Hoy estuve en mi vieja casa de mi pueblo noble.
Caserón que se quedó en su pasado alegre.
Aquella casa que la vio saltar la verja
para adentrarse en el traspatio,
escenario de sus sueños más queridos
me contó mucho de ella, cuando niña,
cuando trepaba el árbol frondoso,
para tomar el fruto jugoso, de suave pulpa
y sabor prodigioso. Los mamones de mi casa.

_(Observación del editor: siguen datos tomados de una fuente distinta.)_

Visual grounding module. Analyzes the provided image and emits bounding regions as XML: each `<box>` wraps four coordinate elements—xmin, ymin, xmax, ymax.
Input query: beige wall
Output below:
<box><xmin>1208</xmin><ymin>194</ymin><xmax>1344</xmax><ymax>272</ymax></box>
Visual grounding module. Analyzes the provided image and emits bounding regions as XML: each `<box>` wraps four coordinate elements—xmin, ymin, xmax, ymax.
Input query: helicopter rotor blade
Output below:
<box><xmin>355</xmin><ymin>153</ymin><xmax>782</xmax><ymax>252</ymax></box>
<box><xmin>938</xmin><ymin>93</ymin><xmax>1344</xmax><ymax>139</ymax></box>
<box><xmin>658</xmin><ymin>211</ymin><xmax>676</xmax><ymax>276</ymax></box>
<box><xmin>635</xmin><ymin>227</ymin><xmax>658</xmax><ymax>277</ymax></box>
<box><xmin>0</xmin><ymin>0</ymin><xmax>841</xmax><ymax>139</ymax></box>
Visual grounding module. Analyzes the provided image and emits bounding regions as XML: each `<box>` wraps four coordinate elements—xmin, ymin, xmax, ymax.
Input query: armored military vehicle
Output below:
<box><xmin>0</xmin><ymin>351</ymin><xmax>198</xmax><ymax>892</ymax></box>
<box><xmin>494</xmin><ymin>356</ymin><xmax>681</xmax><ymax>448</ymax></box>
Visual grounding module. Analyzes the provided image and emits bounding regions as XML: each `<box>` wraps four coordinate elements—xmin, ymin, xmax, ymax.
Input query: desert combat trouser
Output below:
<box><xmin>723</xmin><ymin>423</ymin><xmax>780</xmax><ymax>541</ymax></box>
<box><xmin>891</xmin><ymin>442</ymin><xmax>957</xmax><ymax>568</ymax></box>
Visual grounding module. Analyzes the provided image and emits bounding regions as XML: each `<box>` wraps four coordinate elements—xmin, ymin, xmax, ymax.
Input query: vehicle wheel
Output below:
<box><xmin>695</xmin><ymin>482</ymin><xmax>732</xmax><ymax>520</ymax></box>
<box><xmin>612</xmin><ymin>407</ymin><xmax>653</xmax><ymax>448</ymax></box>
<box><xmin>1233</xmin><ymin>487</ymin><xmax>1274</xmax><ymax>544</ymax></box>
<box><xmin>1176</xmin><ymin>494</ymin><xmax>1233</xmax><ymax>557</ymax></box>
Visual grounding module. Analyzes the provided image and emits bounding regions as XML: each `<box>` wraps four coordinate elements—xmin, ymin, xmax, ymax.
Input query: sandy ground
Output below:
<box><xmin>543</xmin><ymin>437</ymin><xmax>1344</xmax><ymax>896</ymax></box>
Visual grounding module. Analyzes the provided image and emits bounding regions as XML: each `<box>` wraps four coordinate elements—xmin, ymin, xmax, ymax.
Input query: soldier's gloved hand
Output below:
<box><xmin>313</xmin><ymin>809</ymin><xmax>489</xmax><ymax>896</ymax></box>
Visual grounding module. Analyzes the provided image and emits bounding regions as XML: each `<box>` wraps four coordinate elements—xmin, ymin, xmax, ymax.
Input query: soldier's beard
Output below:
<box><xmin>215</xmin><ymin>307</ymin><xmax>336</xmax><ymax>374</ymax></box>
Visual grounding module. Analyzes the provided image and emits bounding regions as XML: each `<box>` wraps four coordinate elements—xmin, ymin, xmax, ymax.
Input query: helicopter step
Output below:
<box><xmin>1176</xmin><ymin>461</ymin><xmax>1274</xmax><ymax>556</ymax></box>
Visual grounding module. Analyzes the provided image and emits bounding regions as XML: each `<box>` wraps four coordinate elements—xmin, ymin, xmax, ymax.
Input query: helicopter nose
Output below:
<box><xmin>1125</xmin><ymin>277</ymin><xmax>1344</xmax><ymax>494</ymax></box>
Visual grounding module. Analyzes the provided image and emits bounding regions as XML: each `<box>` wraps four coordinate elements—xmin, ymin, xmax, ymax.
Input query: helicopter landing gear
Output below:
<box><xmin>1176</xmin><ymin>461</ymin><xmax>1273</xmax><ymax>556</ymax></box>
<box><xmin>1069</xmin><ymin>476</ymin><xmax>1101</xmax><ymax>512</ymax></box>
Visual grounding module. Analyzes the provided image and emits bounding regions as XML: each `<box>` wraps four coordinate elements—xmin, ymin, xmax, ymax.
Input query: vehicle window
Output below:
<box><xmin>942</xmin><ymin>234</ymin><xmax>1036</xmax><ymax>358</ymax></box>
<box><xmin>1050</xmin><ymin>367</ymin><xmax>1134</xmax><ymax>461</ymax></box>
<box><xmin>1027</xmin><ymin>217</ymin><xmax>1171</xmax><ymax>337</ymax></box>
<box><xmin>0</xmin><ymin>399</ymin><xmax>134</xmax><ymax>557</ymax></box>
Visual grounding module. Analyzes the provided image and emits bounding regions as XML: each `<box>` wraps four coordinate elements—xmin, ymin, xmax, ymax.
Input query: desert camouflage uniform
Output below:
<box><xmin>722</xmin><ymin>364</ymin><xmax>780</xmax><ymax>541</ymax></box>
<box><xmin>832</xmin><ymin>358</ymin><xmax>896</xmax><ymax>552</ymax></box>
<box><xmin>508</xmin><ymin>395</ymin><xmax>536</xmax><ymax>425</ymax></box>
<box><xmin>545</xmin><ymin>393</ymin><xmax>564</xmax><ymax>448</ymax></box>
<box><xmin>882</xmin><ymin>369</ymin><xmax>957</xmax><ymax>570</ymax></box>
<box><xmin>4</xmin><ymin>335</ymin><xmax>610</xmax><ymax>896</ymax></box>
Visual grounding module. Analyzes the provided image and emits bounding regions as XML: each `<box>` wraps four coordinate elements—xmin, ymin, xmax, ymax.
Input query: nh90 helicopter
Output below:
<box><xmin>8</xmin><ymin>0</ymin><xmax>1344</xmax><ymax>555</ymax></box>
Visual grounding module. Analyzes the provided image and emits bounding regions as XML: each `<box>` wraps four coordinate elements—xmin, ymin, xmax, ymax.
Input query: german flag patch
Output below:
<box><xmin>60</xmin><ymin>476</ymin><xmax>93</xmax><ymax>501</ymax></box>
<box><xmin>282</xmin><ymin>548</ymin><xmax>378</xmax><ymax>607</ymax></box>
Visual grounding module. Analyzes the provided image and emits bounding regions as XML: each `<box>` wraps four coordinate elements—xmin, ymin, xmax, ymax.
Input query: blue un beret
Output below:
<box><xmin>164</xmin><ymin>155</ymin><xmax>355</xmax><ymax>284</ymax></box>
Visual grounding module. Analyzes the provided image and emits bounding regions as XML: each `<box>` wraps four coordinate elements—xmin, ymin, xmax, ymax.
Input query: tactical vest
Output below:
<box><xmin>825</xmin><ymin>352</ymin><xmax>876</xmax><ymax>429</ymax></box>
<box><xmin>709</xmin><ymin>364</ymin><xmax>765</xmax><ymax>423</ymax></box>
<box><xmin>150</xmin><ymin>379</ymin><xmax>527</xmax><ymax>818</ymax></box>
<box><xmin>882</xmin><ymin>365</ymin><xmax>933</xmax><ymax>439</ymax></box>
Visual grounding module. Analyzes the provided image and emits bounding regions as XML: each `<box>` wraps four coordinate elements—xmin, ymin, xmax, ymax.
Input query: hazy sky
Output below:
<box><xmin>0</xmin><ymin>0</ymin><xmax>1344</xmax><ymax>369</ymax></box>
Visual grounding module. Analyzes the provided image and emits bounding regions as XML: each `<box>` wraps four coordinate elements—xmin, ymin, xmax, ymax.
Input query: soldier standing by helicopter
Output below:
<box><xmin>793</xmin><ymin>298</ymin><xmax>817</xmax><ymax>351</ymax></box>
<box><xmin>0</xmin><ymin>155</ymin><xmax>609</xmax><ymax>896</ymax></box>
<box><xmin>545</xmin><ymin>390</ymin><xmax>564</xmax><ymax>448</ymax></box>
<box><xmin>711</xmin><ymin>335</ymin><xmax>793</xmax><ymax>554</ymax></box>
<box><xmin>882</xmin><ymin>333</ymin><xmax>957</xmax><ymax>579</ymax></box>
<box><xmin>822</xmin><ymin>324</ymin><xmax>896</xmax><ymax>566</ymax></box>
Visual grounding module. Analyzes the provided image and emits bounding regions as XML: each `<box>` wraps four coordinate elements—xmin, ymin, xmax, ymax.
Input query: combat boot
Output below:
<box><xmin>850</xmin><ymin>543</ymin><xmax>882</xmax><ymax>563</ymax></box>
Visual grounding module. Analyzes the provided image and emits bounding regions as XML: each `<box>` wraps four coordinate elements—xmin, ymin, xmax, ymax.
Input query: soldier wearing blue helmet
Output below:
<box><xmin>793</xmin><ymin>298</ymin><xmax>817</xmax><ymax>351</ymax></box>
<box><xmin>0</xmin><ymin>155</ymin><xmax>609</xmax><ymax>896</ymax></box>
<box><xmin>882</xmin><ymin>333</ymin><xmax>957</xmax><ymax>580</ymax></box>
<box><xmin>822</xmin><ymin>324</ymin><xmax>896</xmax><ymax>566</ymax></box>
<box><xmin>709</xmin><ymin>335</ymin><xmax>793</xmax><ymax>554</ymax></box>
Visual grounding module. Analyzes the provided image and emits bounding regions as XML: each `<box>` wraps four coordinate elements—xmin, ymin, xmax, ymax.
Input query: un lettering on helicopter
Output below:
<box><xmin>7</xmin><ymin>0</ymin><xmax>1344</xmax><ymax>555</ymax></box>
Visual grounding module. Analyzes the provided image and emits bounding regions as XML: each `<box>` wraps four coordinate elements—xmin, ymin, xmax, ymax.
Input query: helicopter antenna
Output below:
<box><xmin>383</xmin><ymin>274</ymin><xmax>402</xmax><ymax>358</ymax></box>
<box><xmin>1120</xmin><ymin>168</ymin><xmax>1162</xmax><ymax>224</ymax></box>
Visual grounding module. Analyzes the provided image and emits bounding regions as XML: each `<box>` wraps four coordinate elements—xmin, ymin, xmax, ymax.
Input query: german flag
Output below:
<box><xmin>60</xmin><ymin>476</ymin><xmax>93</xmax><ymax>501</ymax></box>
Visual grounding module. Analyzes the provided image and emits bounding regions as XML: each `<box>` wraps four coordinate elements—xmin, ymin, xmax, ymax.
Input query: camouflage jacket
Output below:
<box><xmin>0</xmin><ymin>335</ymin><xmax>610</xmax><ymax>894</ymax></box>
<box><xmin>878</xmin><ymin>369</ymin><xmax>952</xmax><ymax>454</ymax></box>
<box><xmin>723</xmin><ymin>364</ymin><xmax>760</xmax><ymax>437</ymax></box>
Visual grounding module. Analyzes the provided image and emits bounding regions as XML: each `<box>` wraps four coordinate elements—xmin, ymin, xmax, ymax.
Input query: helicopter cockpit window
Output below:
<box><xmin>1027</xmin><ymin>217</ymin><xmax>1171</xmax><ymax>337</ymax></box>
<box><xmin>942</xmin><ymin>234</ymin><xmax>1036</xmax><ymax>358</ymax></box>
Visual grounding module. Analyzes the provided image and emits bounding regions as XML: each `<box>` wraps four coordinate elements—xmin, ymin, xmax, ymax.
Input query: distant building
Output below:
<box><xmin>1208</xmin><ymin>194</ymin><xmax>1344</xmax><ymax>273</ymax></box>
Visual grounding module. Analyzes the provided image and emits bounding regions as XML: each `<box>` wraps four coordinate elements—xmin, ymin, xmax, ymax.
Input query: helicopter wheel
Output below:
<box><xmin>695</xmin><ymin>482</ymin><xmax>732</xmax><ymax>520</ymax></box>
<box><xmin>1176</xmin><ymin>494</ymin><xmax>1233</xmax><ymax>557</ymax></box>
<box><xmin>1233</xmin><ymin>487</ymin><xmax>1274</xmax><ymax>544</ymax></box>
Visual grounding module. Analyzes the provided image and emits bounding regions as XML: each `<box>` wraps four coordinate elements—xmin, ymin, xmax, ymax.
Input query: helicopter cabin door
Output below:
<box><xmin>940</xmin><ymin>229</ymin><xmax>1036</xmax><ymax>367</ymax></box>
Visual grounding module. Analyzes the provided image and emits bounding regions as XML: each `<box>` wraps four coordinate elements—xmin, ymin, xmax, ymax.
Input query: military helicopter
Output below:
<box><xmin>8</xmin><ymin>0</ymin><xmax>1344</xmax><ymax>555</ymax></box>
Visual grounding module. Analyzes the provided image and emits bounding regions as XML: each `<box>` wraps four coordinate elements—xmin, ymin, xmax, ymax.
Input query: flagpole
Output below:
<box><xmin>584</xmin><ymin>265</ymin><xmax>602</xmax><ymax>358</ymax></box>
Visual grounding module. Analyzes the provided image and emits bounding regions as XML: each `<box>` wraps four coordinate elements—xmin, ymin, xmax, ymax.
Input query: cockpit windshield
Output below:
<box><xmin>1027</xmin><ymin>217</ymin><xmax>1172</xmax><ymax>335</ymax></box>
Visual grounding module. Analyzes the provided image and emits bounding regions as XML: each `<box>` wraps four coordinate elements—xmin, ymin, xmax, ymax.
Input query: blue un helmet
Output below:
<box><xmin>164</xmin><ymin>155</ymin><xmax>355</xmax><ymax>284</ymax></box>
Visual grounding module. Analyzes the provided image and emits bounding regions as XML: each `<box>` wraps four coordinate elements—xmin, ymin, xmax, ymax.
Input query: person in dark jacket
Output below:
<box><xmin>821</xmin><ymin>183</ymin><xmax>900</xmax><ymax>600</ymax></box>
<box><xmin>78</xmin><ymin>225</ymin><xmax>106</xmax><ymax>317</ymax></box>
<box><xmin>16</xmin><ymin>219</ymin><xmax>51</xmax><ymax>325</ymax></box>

Aquellos corredores con el tinajero,
envuelto entre musgos verdinegros.
Y en la cocina, su rincón preferido,
donde terminaba el sueño interrumpido
por el clarear del nuevo día,
sostenido en hilos de chinchorro
colgado en paredes de bahareque
en pisos de tierra, como piedra pulida
y el olor de recuerdos de un fogón atizado
dentro de la penumbra de tiempos idos.
La casa me habló de ella, en este día.
Me sacudió la tristeza asomada en mi rostro
cuando me hizo ver que en cada cosa
que conserva, colgadas de las vigas en lo alto
ella también permanece, con su esencia suspendida
y su espíritu alegre, contador de historias guardadas.
La casa, cuando cerré el añejo portón
de goznes quejumbrosos y persistentes,
dejando atrás aquel ambiente ya pasado,
me dejó oír la risa alegre y emotiva
de cuando mi madre era una niña.
Pero ya no volteé a mirarla otra vez,
porque esa risa se vino conmigo,
sostenida en los jirones de mi alma.